*"114" ayrı ülkeden günlük ortalama "500" ziyaret !
*her cümle "5846" sayılı yasa korumasında !
*fotolar "ekseriyetle" büyütülebilir !
*sağ alttaki küçük dünya ?

25 Kasım 2015 Çarşamba

bugün yine şenlenmiş bu ev, çok yıllar öncesinin öğrencileriyle...ister emekli olsunlar, ister hep başımızda olsunlar, en fazla yirmi yıl sonra anne babamın kuşağıyla birlikte öğretmenlikte de bir devir kapanacak…o güzel öğretmenler o güzel atlara binip gidecek…



          fotoğrafta gördüğünüz bu evde geçti ;  
ömrümün en  genç 
ömrümün en  toy
ömrümün en naif
ömrümün en delişmen
ömrümün en bulutlu
ömrümün en güneşli yılları…
        
yetmiş yaşın içinde ve eşiğinde olsalar bile,  bugün çekilen  fotoğraflarda  öğrencilerinin , genç meslektaşlarının yanında  çok şükür hala çok sağlıklı görünenler,  bir çok yazıda dönüp dönüp anlattığım annem babamdı…

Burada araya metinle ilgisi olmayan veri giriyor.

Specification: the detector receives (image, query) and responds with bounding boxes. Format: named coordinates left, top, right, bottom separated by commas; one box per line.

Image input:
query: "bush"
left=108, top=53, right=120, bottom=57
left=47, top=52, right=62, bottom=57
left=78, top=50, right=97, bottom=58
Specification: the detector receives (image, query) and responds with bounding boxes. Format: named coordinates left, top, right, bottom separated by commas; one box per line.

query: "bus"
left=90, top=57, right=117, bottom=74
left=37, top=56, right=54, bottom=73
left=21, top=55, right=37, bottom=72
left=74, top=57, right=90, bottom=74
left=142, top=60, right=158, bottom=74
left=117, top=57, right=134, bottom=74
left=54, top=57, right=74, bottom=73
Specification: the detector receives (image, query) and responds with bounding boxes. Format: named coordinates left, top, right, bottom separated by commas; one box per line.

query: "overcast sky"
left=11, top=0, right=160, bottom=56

o bembeyaz pos bıyıklı , kafası  sokrates misali hem kel, hem hatırlı biçimde ebatlı,  hem de  içi hakkıyla akıl fikir dolu olan ve yaşlandıkça yüzüne ayrı bir dinginlik oturan adam babamdı…

yüzlerce lise öğrencisinin ve benim de son yazılarımdaki tabirimle  babam taşkın hoca’ydı…

yine yaşım ilerledikçe,  kaşımın karasından saçımın gümüş grisine kadar iyice benzediğim,  edilen hiçbir lafın altında kalmadan  karşımdakini ince ince dilimleyen kelime hakimiyetime, didişme konusundaki soğukkanlı ustalığıma kadar hık deyip burnundan düştüğüm kadın da annemdi…

öğrencilerinin ve benim de bir çok yazımda değindiğim haliyle annem müjgan hocanımdı… 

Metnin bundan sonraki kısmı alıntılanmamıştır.